June 24, 1938. It was on this date, about 81 years ago, that the United States established its first federally-mandated hourly minimum wage at 25¢ per hour. At the time, the law affected only about one-fifth of the U.S. workforce, but the legislation was so controversial that President Roosevelt addressed the nation saying, “Do not let any calamity-howling executive with an income of $1,000 per day … tell you … that a wage of $11 per week is going to have a disastrous effect on all American industry.”
So, with this legislation we trace not only the history of the first minimum wage, but also the controversy and contention that continues. For perspective, had the minimum wage in 1938 simply been maintained at a rate of current value, the 25¢ per hour wage would be $4.36 today, just enough to buy one gallon of gas, but not enough to buy a gallon of milk on Guam. What constitutes “enough” frames many public conversations about just what is enough and how it is provided.
A simple value update of the 25¢ to $4.36 however, did not keep pace with U.S. economic productivity and labor market realities. In 2009, the federal minimum wage was reset to $7.25. By 2016, 28 states and Guam had enacted legislation to increase the minimum hourly wage above the U.S. federal standard of $7.25. These states have high economic productivity and are generally seen as prosperous, with high costs of living and high demand for workers. Some large cities, such as Seattle, are looking to exceed even its state’s minimum wage. We are seeing that minimum wage today is becoming more of a local discussion than a national one as communities grapple with how to secure a wage floor to protect workers from economic disadvantage. These discussions bring in to view interesting arguments.
Of all the arguments for and against a minimum wage, a 2015 Federal Reserve study finds only two hold as significant — minimum wage harms employment prospects for low-skilled workers and a minimum wage does not alleviate poverty. All other arguments are inconclusive. The Federal Reserve’s review should help cut through the tired debate that pits one side against another on the matter of a minimum wage increase. Another is data.
Data on employment is regularly monitored at the federal, state and local levels. These data points are viewed as key indicators of economic performance and outlook. Guam’s May 2018 Occupation and Employment Survey shows the average wage on Guam is $13 per hour. In looking through the list of Guam’s wage categories you would be hard-pressed to find one with an average hourly wage below $9 (food service workers hourly rate is $8.86 without tips).
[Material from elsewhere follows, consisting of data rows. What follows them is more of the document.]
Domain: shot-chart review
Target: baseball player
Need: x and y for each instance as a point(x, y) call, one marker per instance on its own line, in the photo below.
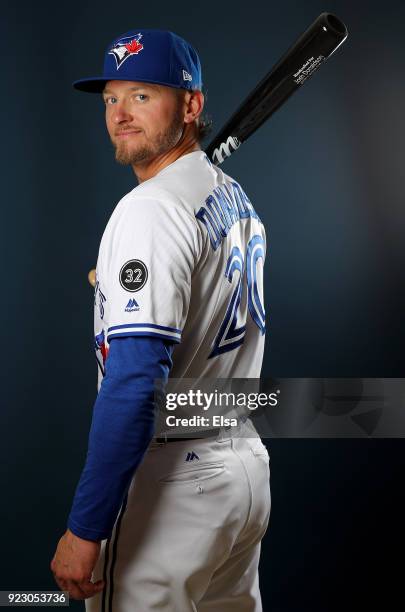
point(160, 523)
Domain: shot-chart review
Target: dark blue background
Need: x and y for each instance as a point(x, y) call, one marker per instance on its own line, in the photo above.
point(326, 176)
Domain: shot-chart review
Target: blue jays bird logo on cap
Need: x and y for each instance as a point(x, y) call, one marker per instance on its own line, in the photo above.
point(125, 47)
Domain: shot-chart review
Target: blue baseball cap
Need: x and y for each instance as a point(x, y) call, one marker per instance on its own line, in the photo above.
point(150, 56)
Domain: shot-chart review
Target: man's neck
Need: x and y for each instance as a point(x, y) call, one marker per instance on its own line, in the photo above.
point(147, 170)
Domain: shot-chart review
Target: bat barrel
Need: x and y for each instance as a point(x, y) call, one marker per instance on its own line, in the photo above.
point(296, 66)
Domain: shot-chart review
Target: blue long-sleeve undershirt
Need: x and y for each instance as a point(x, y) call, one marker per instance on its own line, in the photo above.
point(121, 430)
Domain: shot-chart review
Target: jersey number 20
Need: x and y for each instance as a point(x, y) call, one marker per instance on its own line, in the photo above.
point(230, 336)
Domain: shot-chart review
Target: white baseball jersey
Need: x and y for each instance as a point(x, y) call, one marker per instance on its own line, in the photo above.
point(182, 258)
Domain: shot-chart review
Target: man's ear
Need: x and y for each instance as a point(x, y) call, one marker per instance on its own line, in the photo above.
point(195, 105)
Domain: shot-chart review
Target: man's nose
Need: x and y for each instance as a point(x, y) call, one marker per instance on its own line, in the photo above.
point(121, 113)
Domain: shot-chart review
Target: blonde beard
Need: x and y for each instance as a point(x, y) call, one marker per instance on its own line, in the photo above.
point(163, 142)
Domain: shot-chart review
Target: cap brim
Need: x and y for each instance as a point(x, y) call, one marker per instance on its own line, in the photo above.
point(91, 85)
point(97, 84)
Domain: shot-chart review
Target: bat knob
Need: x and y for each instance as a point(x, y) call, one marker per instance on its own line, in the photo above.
point(92, 277)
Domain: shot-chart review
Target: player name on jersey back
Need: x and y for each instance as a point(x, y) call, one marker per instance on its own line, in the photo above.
point(181, 258)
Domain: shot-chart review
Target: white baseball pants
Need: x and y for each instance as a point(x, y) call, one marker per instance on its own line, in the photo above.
point(188, 534)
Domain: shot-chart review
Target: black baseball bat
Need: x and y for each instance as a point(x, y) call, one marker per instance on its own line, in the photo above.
point(299, 63)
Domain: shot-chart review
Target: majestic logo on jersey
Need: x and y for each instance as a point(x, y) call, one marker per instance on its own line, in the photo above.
point(225, 149)
point(132, 306)
point(126, 47)
point(133, 275)
point(191, 456)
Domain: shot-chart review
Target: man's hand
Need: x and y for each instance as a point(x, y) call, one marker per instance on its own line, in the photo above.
point(73, 564)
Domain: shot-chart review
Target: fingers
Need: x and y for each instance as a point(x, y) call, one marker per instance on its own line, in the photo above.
point(79, 590)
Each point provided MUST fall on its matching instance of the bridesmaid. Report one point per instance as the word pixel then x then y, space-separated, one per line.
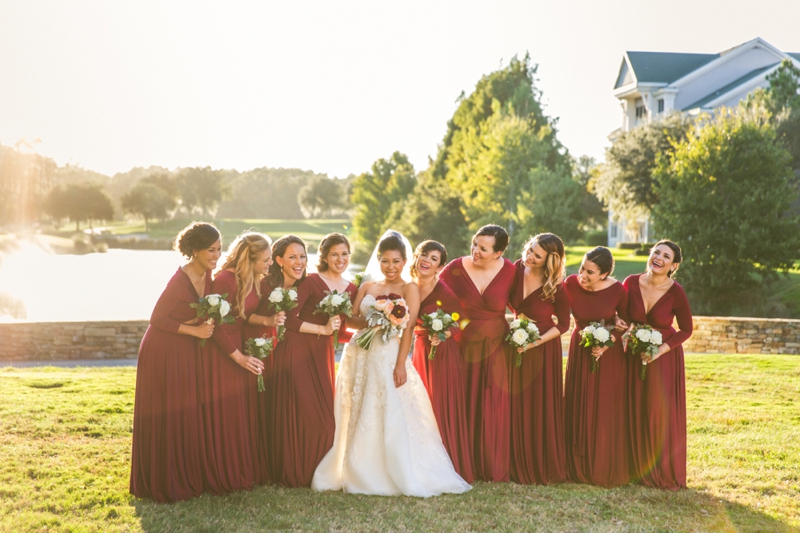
pixel 301 403
pixel 227 371
pixel 537 429
pixel 483 283
pixel 166 461
pixel 287 270
pixel 596 404
pixel 443 375
pixel 658 403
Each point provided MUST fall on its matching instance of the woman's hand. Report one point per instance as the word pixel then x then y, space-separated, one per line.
pixel 400 376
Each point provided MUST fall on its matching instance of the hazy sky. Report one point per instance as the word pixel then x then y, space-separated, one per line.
pixel 328 86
Childcare workers are paid on average $9.05 per hour, the lowest paid salaried workers in the survey. From the survey of about 60,000 Guam workers, almost none earn a wage below $8.75. Of course, the survey does not include everyone, but the argument that a minimum wage increase is wildly inflationary does not have evidence in our own current data. The 2016 retrospective study of Guam’s minimum wage increase showed no significant effects on employment and inflation at that time. Whether this condition continues and whether an increase to $9.25 is a reasonable wage floor depends on Guam’s overall economic outlook. Right now, this target minimum wage appears not to interfere with market-based wage rates established by most Guam businesses.
At my recent presentation on this subject — a session hosted by the Regional Center for Public Policy — I stated that I am experiencing a bit of minimum wage fatigue. From reading the first part of this article you can probably see why. For all of the attention and acrimony that minimum wage commands, is it worth it?
I have come to believe that this is an aging conversation that will soon be out of date. I suggest that we change the subject to better understand middle income families. While perhaps not perfect, we have in place support for low income families. The question is: how does our economy sustain the middle, and how do we as a community grow prosperity from employment and investment?
At this season of graduation, I applaud as my students leave the university and enter the workforce. Will they find jobs here? For a final paper, I asked them to conduct a cost-benefit analysis on a subject of interest to them personally. The overwhelming theme of these papers was: should I stay, or should I go? It was all about employment and whether Guam would be able to provide an income level to establish their own independence and grow the next generation of wealth.
From working with these students, I have another perspective that leads me to redirect the conversation away from minimum wage. In fact, it may not be about wage at all. For this next generation of workers, listen to how they define work and reward. They don’t aspire to work 9 to 5 Monday through Friday and to have two weeks off per year. They don’t aspire to work in a space that others define for them. And important to this discussion, they don’t think of compensation in terms of an hourly wage.
This generation works differently. They may even prefer part time projects with a defined end point. This group appears to parse work by project and productivity. They expect to be paid by the level of contribution, and once done, to aspire to “level up” to other projects with greater returns. These new workers have been prepared by the games they play, the rewards they receive and the ways they communicate — fast, fluid and flexible. They are prepared differently and have new expectations about time, work and money.
This new workforce may change forever the concept of an hourly wage and in its place redefine compensation and opportunity in terms of productivity. After 81 years and with an industrial economy in the rearview, it’s more than time.